But he met a lot of new friends here, there were even guys in his high school who had lived in Belgium for a couple of years! 
Our son want to go to university, and he went to a couple of fall open houses. Well, I can tell you that we were impressed by all these wonderful opertunities that they offer! A lot more choise than in Belgium! So if your son wants to attend university too, that might be a good thing!
There's a lot more freedom in the schools here, compared to the Belgian Jesuit school that he attended. (they can walk out to a plaze and have a drink at Tim Hortons or go shopping for a bagel in the Sobey's)
They already made 3 fieldtrips: one to a movie theatre, one to downtown Toronto to watch MacBeth, and one to support the school soccer team.
School starts at 8 but is fnished at 2.40, so you still have al lot of time to do nice things.
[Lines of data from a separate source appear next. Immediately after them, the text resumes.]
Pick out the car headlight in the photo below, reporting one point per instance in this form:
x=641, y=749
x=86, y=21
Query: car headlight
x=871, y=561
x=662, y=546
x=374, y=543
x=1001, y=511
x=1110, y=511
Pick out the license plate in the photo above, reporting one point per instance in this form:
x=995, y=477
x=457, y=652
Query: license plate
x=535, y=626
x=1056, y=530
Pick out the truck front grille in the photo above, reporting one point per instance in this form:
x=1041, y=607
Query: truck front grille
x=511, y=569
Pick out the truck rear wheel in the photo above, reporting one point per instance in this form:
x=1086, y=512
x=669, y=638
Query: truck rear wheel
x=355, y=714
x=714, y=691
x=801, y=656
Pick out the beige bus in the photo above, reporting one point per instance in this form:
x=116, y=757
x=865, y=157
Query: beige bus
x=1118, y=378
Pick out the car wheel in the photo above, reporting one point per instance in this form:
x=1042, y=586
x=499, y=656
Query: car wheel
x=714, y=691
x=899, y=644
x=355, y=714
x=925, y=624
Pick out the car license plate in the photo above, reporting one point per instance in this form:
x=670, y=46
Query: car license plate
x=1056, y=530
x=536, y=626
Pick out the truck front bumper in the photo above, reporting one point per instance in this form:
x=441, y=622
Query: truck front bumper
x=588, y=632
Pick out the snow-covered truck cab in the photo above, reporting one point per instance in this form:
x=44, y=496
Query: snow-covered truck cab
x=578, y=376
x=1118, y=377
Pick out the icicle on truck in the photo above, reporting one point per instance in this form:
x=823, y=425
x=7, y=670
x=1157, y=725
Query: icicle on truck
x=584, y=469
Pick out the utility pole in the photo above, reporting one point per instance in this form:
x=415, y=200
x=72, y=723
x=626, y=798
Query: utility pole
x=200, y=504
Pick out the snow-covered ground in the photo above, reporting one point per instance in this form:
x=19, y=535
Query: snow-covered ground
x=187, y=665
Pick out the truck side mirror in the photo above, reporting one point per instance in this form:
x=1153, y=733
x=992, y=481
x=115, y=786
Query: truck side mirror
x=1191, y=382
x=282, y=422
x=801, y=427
In Belgium school started at 8.30 and finished at 4.15, but by the time he got home it was already 5. They had a lot of homework to do, so almost no spare time during the week. Here, our son makes most of his homework in the school (because he works fast, so while others are still making there class exercices, he's already working on his homework).


----------



## Bevdeforges (Nov 16, 2007)

It's a really tough situation, no matter how you handle it. One thing that might help is to start discussing NOW with their Dad how you might handle the visitation issue. You'll have to have his ok to take the boys out of the country, and if you can work with him to come up with a reasonable plan, it could make the transition easier all around. (Working out the financial aspect of how to do this would be a good idea, too - who is going to pay for the transportation, etc.?)

It might actually pay to consider whether, at age 16, he may want to remain with his father (if his father will have him) - maybe just for a year or so. At least if he has that option on the table and you can discuss all the pluses and minuses, he has a little bit of control over the situation. (His father may have some conditions that will change his mind - you don't know until you raise the issue.)

I agree that he really does have to see the place first, and you need to be careful you don't push too much with "isn't that great?" and "don't you just love..." etc. Get him interested in ice hockey, and you won't be able to get him back to the UK, not even to pack up and move for good. But it has to be his decision and you may have to give him some time to come around, especially if you are too obviously anxious for him to choose "your" solution.

Full disclaimer: I have no kids of my own. I just remember vividly what it was like being a kid of that age. 
Cheers,
Bev


----------